Verlag Theodor Steinkopff
- Status: Defunct (1978)
- Founded: 1908
- Founder: Theodor Steinkopff
- Defunct: 1978
- Successor: Dietrich Steinkopff
- Country of origin: Germany
- Headquarters location: Dresden
- Distribution: Worldwide
- Publication types: Books, periodicals
- Nonfiction topics: Science, Medicine

= Verlag Theodor Steinkopff =

German publishing company

The Verlag Theodor Steinkopff was a German publishing company based in Dresden, Germany, that specialised in medical and scientific books and periodicals.

Founded by publisher Theodor Steinkopff on 1 January 1908 in Dresden, the Verlag Theodor Steinkopff put a strong focus on publications on colloid chemistry. Among its earliest publications was the Zeitschrift für Chemie und Industrie der Kolloide, today known as Colloid and Polymer Science.

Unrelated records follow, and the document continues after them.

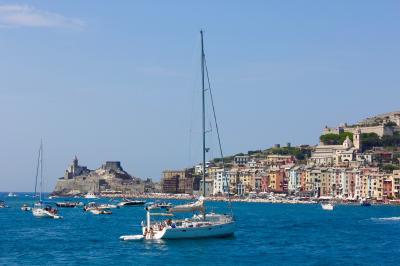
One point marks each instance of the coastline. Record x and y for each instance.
(165, 196)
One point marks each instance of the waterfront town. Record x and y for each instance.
(351, 162)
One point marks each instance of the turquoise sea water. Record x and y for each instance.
(267, 234)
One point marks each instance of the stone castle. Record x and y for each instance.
(383, 125)
(109, 177)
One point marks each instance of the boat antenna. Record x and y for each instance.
(203, 114)
(41, 169)
(37, 171)
(219, 139)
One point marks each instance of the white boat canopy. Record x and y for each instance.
(195, 206)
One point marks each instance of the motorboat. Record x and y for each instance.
(130, 203)
(90, 206)
(41, 210)
(98, 211)
(164, 205)
(25, 207)
(91, 195)
(3, 204)
(108, 206)
(365, 203)
(68, 204)
(200, 225)
(327, 206)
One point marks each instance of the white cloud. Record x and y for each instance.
(28, 16)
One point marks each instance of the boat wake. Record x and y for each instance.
(395, 218)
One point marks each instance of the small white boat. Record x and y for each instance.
(128, 203)
(90, 206)
(91, 195)
(199, 226)
(42, 211)
(108, 206)
(131, 237)
(365, 203)
(3, 204)
(25, 208)
(327, 206)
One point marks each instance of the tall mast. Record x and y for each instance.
(203, 114)
(41, 170)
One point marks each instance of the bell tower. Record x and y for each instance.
(357, 139)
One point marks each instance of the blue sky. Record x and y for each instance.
(121, 82)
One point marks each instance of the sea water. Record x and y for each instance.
(266, 234)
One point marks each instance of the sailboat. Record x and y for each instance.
(201, 224)
(40, 209)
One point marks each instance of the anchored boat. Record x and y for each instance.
(40, 209)
(25, 207)
(327, 206)
(128, 203)
(201, 224)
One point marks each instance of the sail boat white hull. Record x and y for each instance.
(42, 213)
(211, 230)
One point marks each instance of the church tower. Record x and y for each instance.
(357, 139)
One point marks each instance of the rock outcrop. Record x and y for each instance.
(109, 177)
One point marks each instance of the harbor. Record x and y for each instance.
(290, 235)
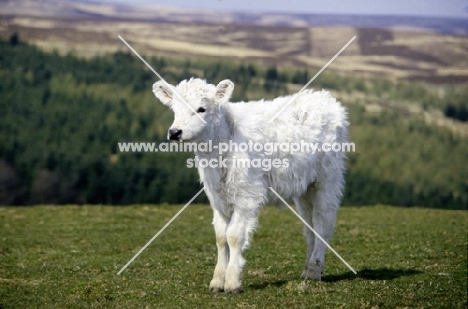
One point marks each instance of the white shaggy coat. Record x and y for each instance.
(313, 181)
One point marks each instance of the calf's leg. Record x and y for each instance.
(220, 225)
(237, 235)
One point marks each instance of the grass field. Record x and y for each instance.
(68, 257)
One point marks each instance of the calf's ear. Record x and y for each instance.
(163, 92)
(224, 91)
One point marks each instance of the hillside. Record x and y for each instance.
(61, 118)
(391, 47)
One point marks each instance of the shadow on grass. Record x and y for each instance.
(372, 274)
(263, 285)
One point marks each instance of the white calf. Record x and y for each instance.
(314, 181)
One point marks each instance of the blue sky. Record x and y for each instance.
(441, 8)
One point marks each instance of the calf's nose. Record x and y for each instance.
(175, 134)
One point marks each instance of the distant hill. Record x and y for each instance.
(99, 10)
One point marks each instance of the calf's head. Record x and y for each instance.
(195, 104)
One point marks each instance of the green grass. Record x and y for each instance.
(68, 257)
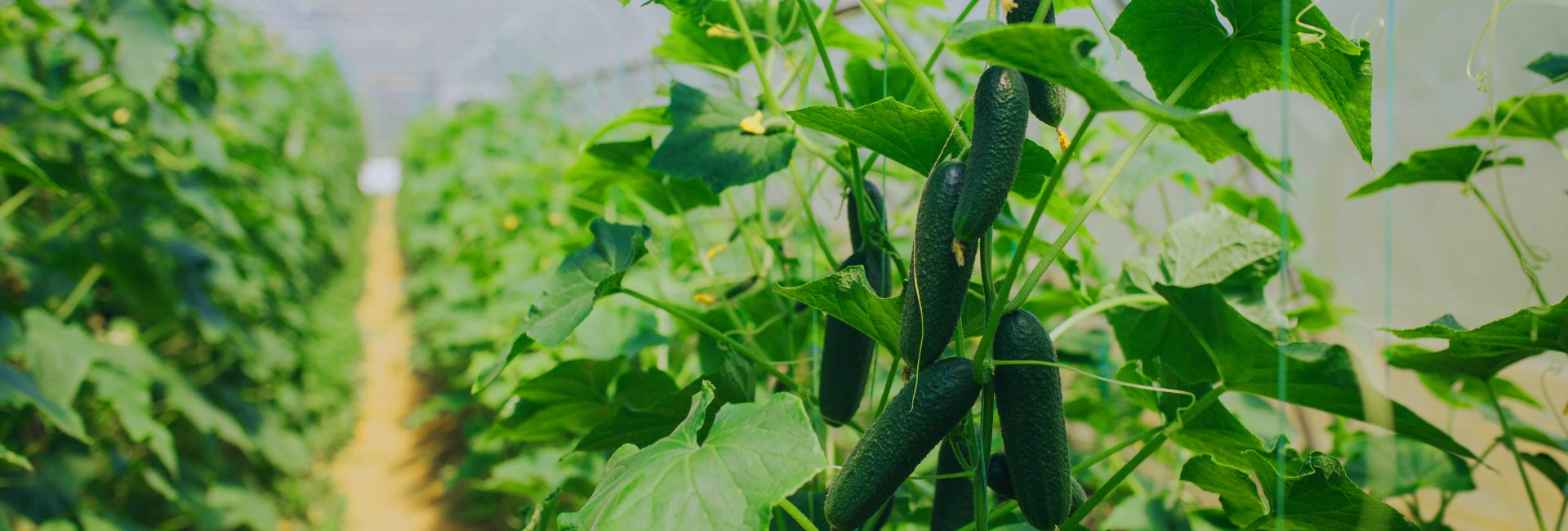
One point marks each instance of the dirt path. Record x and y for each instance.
(388, 484)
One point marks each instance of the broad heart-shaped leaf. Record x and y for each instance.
(1058, 56)
(1539, 116)
(145, 51)
(1552, 66)
(16, 163)
(1390, 466)
(849, 298)
(1454, 163)
(1490, 348)
(709, 145)
(642, 423)
(623, 167)
(1236, 489)
(1321, 497)
(1317, 375)
(1174, 38)
(1215, 136)
(753, 456)
(568, 298)
(903, 133)
(16, 387)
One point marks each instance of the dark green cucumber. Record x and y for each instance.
(933, 297)
(1000, 481)
(847, 355)
(1046, 100)
(954, 503)
(1034, 425)
(899, 439)
(874, 194)
(813, 506)
(1000, 121)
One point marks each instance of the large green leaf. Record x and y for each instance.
(849, 298)
(1215, 136)
(1058, 56)
(1174, 38)
(623, 167)
(568, 298)
(16, 163)
(1534, 116)
(1390, 466)
(146, 47)
(1236, 489)
(1487, 350)
(1552, 66)
(916, 138)
(1316, 375)
(1321, 497)
(753, 456)
(1454, 163)
(16, 387)
(707, 143)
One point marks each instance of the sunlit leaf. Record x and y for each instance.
(765, 452)
(1174, 38)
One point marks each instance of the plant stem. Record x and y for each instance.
(920, 75)
(794, 512)
(756, 58)
(1116, 480)
(1525, 264)
(745, 351)
(1508, 440)
(1101, 307)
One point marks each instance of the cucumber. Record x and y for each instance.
(1000, 121)
(954, 503)
(899, 439)
(1000, 481)
(847, 355)
(933, 295)
(855, 212)
(1034, 425)
(1046, 100)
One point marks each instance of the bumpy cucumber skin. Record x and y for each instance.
(855, 212)
(896, 442)
(1046, 100)
(954, 503)
(1034, 425)
(1000, 481)
(938, 304)
(1000, 123)
(847, 355)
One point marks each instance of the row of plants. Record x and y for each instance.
(678, 320)
(179, 262)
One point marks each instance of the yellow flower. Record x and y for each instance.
(753, 124)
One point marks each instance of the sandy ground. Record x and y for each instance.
(383, 475)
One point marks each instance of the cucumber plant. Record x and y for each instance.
(697, 240)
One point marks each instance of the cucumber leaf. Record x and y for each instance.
(1539, 116)
(707, 143)
(1333, 71)
(767, 448)
(1455, 163)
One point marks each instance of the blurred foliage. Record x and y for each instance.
(179, 245)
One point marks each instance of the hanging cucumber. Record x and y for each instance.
(1000, 121)
(1046, 100)
(1000, 478)
(893, 447)
(933, 297)
(847, 355)
(1034, 425)
(954, 505)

In 1927, Theodor Steinkopff's son Dietrich Steinkopff entered the company, which was based in the Residenzstraße 32 in the Dresden borough of Blasewitz and had branch offices in Leipzig and Darmstadt. While the Verlag Theodor Steinkopff itself became defunct in 1978, its branch office in Darmstadt became an independent company simply named the Steinkopff Verlag. It continued to exist until 1980, when it was taken over by Springer Verlag (now Springer Science+Business Media).